Shown as part of BBC4's season of programmes about photography, this film deals with the work of Cornish photographer James Ravilious. I could not have told you this before watching but Ravilious was famous for capturing rural life in Cornwall – specifically aspects that were gradually dying away as the farming community become more industrial. This did interest me but after watching the film I did wonder who it was aimed at.

The film is mostly taken up with Ravilious' photographs interspersed with comments from the subjects thereof many years later. This approach confused me as it seemed to offer nothing more than a collection of his work. This was visually interesting but then why not just do that and drop the interjections from the subjects because mostly they add little of value. Alternatively the film could have gone to the other side and instead have focused more on the stories behind the photographs – however the comments are not enough to take it this direction either. So in the end what are we left with? Well, the casual viewer looking to be informed will see some striking images and for this maybe it is worth it, but I didn't get an understanding of why the work was important. Similarly those familiar with his photographs may well wonder why they are spending 30 minutes looking at images they are already very well acquainted with but not provided with anything new in the shape of insight or interest.
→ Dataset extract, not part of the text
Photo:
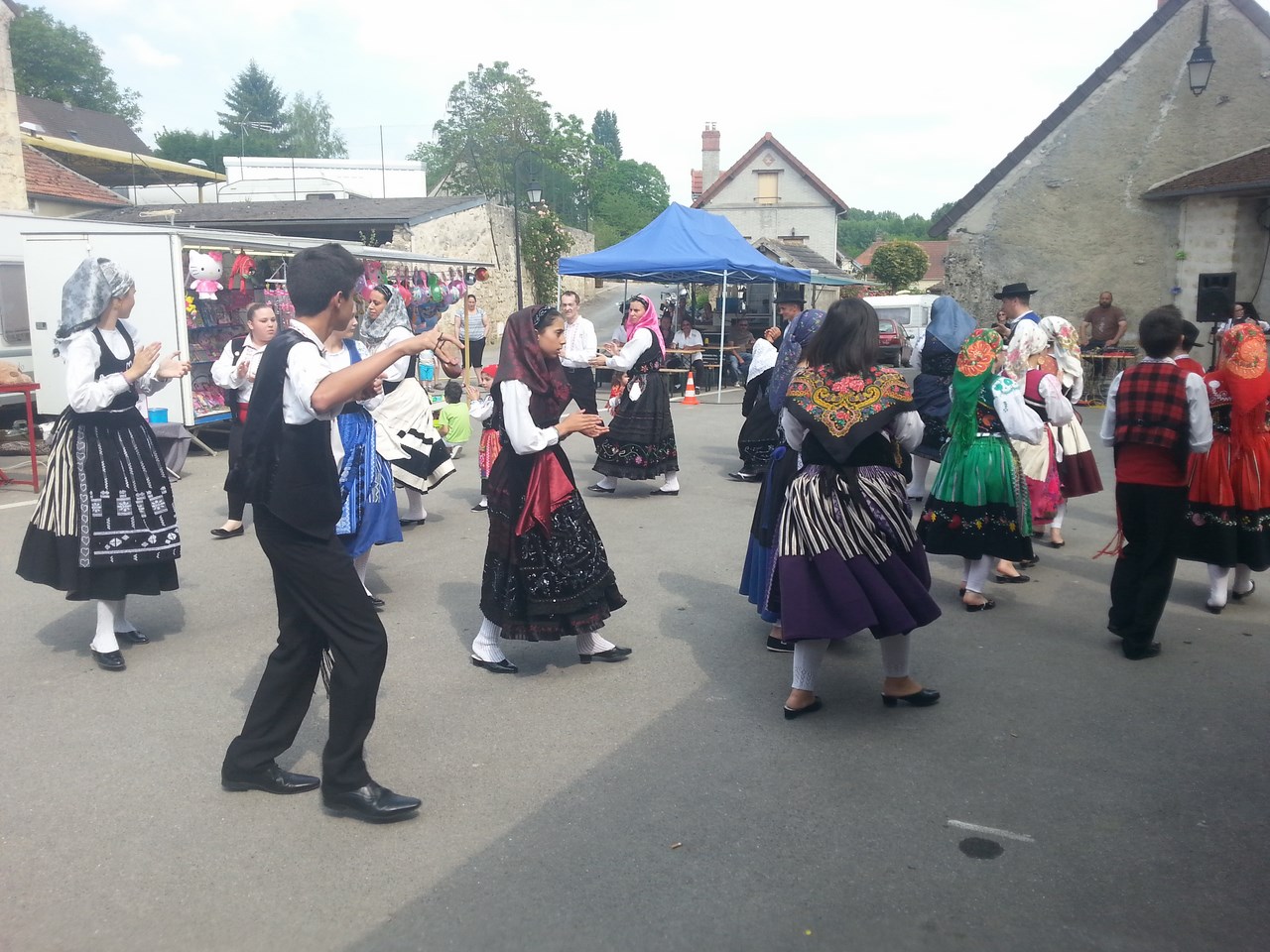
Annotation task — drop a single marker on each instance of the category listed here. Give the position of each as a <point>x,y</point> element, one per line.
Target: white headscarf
<point>86,294</point>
Bennett's narration is surprisingly flat and it is disappointing to hear such a talent with so little to say – hell, his diaries are interesting even on dull days. Maybe it is because of how short the film is but I didn't think it understood what it wanted to do. If it was just a slide show then it should have spent longer on the images, but even as a casual viewer I wanted it to give me more – why are these images important, what was he capturing and how has it changed. As it is the film offers very little more than you could get in a book of Ravilious' work and was a disappointment.